Why did IBM shares plunge after Anthropic's COBOL claim?
Market reaction to a new AI tool that targets legacy systems
Investors sold IBM stock sharply after Anthropic released a public demonstration showing that its Claude Code tool can automate large parts of the exploration and analysis phases of COBOL modernization. Traders interpreted that demonstration as evidence that AI is beginning to commoditize a set of services — assessment, code analysis, and initial modernization planning — that have long been profitable for incumbents like IBM.
The sell-off reflects several linked concerns. First, IBM earns substantial revenue from consulting and software that helps governments and enterprises migrate decades-old mainframe applications.

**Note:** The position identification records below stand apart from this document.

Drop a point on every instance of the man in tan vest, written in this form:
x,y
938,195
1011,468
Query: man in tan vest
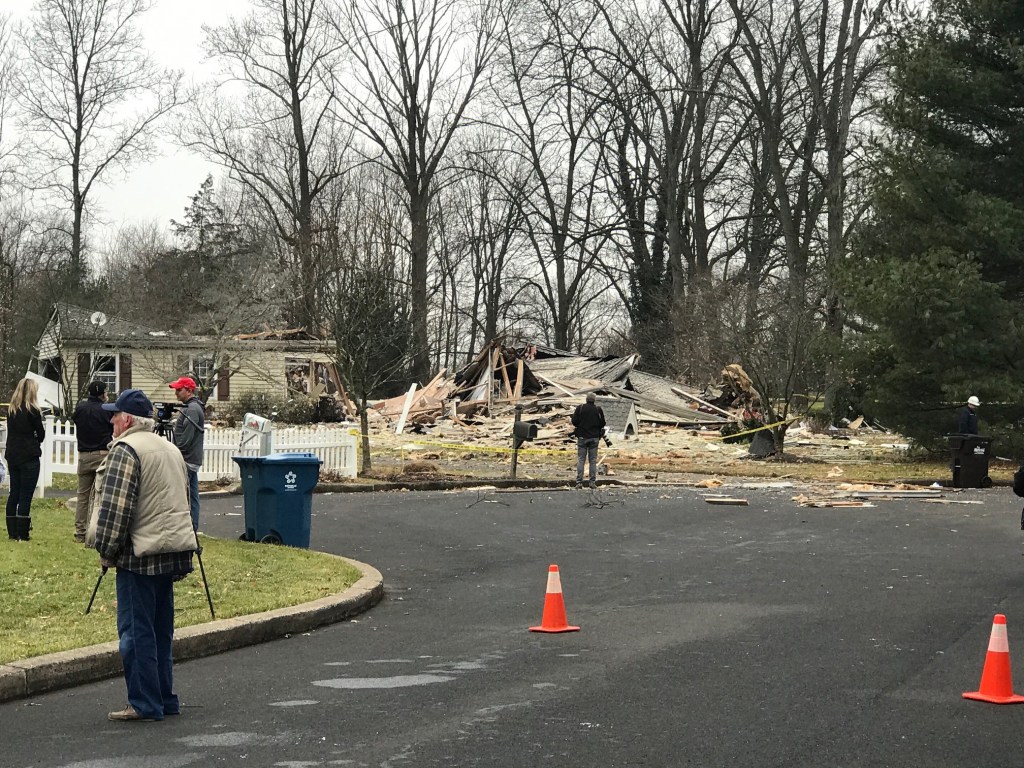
x,y
143,528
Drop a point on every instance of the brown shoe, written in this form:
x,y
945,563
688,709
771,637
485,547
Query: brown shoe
x,y
127,714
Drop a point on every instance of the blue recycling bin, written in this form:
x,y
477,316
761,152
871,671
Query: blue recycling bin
x,y
279,497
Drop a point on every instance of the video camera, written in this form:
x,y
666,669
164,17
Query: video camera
x,y
165,411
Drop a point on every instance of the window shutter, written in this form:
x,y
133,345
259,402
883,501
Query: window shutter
x,y
124,372
224,384
84,364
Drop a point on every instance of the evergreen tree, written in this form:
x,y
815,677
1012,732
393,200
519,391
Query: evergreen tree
x,y
941,269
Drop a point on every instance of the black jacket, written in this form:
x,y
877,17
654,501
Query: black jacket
x,y
25,436
589,421
92,425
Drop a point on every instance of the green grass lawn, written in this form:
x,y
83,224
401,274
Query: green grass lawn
x,y
45,585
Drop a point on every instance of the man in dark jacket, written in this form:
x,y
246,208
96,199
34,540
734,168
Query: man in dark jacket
x,y
968,421
93,432
589,422
188,428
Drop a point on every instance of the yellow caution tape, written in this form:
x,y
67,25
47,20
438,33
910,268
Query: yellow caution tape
x,y
756,429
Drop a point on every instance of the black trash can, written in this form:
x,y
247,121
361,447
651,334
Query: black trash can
x,y
970,460
279,495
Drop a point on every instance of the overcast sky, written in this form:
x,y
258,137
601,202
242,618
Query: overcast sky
x,y
160,189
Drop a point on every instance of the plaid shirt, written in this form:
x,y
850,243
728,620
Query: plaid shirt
x,y
118,500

If advanced AI can quickly analyze COBOL code, map dependencies, and propose translations, that work becomes less labor-intensive and—critically—more contestable by newer entrants offering automated tools.
Second, the timing and public nature of Anthropic’s post accelerated market anxiety. Even though IBM has for years pointed to automation and tooling for legacy code modernization, investors reacted to the possibility that Anthropic’s offering could undercut pricing or reduce the scale of human-led engagements.
Key points
- The drop reflected fears that a core revenue stream could be disrupted by AI-driven automation.
- The market response highlights how quickly investor sentiment can shift when AI tools demonstrate domain-specific capabilities.
- Uncertainty remains about accuracy, auditability, and the downstream costs of using AI to modernize mission-critical systems.
Analysts caution that demonstrated capability is not the same as enterprise-grade product adoption. Large-scale modernization projects still demand thorough testing, verification, and long-term support — areas where established integrators retain advantages. Nonetheless, the episode marked a clear signal that AI developments are reshaping investor expectations about legacy IT services.